Le moment de l’arrivée des provisions de France est immédiatement filtré à travers le regard dubitatif des habitants du village et celui franchement inquiet des deux sœurs, Martine et Philippa. Assistant à la procession des denrées752 et de la vaisselle dont Babette prend la tête, les habitants du village s’arrêtent ou sortent de chez eux, jetant des regards mi-interdits mi-troublés sur cet étalage, qui peut leur apparaître d’autant plus énigmatique qu’ils n’en connaissent pas la finalité et ne font qu’en apercevoir partiellement les éléments qui la composent. L’inconnu, le mal-vu et l’incertitude se prêtent ici main-forte pour alimenter les inquiétudes villageoises, bousculées dans leurs mœurs et leurs rites communautaires réglés. Martine et Philippa, quant à elles, expriment explicitement leur appréhension à la vision des victuailles qui vont envahir leur cuisine, en un plan qui dit que Gabriel Axel est aussi un cinéaste de la cruauté. Collées l’une à l’autre, jetant des regards terrorisés derrière leur fenêtre fermée tout en donnant le sentiment de vouloir s’en éloigner, les deux sœurs laissent parler ici une manière bien frileuse d’accueillir la nouveauté. La vie quasiment autarcique qu’elles ont menée dans leur contrée reculée aura aussi été une forme d’enfermement et de repli sur soi symbolique que le film stigmatise ici avec violence.

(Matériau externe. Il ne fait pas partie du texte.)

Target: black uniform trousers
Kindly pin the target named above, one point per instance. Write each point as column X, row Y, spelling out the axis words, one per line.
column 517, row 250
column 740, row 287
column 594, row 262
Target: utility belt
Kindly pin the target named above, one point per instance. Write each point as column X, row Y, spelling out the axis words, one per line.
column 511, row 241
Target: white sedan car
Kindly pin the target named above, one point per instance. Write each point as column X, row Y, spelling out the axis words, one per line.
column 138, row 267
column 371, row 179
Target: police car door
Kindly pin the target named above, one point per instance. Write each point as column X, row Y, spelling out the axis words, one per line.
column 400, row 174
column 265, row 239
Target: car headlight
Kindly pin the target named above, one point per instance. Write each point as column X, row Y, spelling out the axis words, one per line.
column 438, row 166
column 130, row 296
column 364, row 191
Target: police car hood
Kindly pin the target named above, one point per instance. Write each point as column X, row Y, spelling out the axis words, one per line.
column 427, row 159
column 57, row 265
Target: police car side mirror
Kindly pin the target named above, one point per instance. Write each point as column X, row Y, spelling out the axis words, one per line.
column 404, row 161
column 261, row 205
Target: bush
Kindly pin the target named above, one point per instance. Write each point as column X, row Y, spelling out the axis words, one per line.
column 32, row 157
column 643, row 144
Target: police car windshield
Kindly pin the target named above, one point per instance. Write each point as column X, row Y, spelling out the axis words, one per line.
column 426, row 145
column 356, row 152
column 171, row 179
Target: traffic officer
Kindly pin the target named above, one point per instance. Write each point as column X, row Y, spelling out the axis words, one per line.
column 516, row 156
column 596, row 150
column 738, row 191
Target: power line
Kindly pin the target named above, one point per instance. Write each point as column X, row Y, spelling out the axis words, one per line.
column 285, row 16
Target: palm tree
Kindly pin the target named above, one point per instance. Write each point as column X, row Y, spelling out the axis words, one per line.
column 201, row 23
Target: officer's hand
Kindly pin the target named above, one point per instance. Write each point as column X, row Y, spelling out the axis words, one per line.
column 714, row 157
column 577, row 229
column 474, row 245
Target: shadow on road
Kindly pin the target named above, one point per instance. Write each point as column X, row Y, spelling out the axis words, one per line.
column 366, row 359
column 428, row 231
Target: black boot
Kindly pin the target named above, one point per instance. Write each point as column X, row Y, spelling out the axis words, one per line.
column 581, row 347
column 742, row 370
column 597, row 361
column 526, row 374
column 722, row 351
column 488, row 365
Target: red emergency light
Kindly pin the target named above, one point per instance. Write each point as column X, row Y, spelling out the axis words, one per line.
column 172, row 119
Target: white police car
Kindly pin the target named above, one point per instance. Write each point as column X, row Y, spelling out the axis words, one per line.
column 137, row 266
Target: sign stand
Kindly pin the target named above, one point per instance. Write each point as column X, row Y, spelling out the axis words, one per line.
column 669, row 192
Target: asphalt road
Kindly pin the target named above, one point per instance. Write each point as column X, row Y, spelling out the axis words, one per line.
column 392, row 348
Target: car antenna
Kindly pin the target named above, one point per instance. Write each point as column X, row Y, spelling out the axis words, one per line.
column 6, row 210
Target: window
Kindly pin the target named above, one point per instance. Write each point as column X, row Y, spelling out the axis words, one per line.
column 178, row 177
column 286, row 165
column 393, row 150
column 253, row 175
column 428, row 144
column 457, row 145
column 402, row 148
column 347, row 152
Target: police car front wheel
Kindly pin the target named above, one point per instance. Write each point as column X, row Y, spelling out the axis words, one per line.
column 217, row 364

L’effroi provoqué par l’émergence de la cuisine française va croissant au fur et à mesure que le dîner s’approche. Mais cette peur culmine la veille du dîner proprement dit, avec le cauchemar de Martine. Par l’extrême même de ce qu’il annonce – l’empoisonnement des convives par une Babette tendant une chope de vin à travers un nuage de soufre – ce cauchemar fait sourire, d’autant plus que les choix figuratifs pour le représenter ne sont pas sans lorgner du côté d’une iconographie moyenâgeuse assez grotesque. Il n’en a pas moins pour fonction de mettre en scène la part de fantasme irrépressible dont la cuisine française peut être chargée au point de prendre le pas sur tout. Dans ce cauchemar, c’est bien ce mélange de « la magie et la sorcellerie, la toute-puissance des pensées [et] la relation à la mort » dont parle Freud753, propre à faire naître un sentiment profond d’inquiétante étrangeté, qui a libre cours le temps d’un rêve en forme de retour du refoulé754. Il est significatif, en effet, que les quatorze années de bons et loyaux services que Babette a passées auprès des deux sœurs soient balayées d’un revers de main par la frousse que les préparatifs du dîner leur inspirent. Alors que la nature impeccable du dévouement de Babette devrait les faire pencher à lui accorder une confiance aveugle, l’irrationalité d’une conception fantasmatique d’une cuisine dont elles ne savent rien les fait tout à coup suspecter la dimension d’ensorceleuse de Babette.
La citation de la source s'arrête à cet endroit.